David December 2, 2010 at 5:14 pm

Good to hear from you Dust. That’s what it boils down to. He was right on the money.

Gerrit December 2, 2010 at 8:21 am

There is a saying that pain is inevitable, but suffering is optional.

Either way, the question is if the pain or suffering in the world can be relieved. We live in complex and complicated interdependencies. At least to a certain extent some of are so well off because others are not.

I remember a lengthy discussion (or should I say argument) with a friend over dinner in how far everyone is responsible for their own fate.

In the end, I think it’s a mixture of both: responsibility for oneself and responsibility – or possibly empathy – for others.

There is no quick fix, and generations of philosophers may have thought this through without finding the ultimate solution.

For me, it results in the question how do I need to live so that I can still look at myself in the mirror.

David December 2, 2010 at 5:24 pm

There is a difference between pain and suffering, and I deliberately avoided getting into it in this post. There’s a lot we can learn about how to contend with pain such that we don’t create suffering out of it, but I think both are inevitable. Ideally, we are all responsible for our own fate, but I don’t think we are always capable of being responsible, particularly when we’re suffering. So it can be a real gift to someone just to stay centered when they aren’t able to.

Gerrit December 4, 2010 at 10:31 am

I’ve signed up for “Don Miguel Ruiz’s Daily Inspirations”. Look what I got yesterday:

“Today use your awareness to see how this message is true in your life:

Love is responsible for its actions.
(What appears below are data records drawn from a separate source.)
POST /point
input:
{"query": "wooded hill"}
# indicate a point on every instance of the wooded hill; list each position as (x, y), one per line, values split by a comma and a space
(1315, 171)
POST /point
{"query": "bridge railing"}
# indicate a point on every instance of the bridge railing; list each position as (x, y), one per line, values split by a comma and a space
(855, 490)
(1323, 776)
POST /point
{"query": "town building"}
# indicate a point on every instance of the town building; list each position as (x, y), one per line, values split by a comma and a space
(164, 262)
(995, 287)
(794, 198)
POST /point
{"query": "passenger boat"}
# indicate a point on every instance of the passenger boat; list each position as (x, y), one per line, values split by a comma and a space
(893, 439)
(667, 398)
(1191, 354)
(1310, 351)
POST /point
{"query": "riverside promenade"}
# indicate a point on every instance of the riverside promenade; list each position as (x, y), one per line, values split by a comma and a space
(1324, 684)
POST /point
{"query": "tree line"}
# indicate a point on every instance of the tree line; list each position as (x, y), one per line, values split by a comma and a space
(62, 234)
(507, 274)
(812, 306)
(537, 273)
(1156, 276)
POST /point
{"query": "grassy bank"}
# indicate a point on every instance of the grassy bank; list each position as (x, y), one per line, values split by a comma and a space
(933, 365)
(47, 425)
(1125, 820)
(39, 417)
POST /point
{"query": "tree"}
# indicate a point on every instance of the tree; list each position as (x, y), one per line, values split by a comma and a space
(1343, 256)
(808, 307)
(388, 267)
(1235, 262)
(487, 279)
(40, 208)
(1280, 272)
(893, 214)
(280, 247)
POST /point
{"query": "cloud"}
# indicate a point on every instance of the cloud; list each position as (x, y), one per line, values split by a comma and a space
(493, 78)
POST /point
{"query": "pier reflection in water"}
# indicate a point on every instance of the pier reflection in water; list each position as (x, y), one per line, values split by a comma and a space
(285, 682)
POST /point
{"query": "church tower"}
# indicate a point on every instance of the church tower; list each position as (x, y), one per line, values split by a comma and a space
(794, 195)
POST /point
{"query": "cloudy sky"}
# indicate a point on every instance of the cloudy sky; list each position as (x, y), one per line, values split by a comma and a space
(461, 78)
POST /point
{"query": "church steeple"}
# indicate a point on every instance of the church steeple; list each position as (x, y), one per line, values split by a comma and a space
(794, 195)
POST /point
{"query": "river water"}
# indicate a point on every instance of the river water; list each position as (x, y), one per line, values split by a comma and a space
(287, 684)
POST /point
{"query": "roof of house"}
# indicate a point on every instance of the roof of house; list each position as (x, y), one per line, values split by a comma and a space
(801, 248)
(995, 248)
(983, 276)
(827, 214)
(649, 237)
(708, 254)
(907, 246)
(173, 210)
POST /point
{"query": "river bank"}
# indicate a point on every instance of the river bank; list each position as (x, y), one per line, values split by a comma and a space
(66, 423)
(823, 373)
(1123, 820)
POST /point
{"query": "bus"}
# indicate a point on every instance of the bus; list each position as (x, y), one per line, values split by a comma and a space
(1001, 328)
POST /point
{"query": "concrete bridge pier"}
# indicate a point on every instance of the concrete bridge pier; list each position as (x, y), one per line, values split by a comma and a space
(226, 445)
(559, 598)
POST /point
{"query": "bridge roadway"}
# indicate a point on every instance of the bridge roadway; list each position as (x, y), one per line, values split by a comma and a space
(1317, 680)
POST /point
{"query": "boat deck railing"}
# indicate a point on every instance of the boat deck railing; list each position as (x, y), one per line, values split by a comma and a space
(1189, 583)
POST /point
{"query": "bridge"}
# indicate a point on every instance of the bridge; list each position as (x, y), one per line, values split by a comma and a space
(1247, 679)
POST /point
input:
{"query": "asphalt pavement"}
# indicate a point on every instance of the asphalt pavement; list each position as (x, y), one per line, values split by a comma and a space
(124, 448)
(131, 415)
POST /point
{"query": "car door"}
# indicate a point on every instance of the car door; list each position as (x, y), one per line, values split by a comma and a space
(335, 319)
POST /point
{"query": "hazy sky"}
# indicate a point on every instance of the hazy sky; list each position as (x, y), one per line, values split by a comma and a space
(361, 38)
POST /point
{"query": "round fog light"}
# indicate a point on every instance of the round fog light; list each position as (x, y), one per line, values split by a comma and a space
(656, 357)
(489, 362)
Everything you think, everything you do, has a consequence, and you are going to experience the consequences of your actions in one way or another. All human beings are completely responsible for their actions, even if they don’t want to be.”

Murali December 2, 2010 at 8:21 am


What a wonderful way to start my day. I have struggled with this for a long time, and thanks to your many posts realized that I had to first start seeing things as they are without interference from my own preconceived thinking. In the few moments that I have managed it, my actions have been so much more effective than my “typical” reactions to those settings. Thanks for articulating this so well.


David December 2, 2010 at 5:24 pm

I hope you can put it to work for you. :)

Char (PSI Tutor:Mentor) December 2, 2010 at 2:55 pm

Great post~ yes, just being there with another, can be exactly what they are wanting during their suffering.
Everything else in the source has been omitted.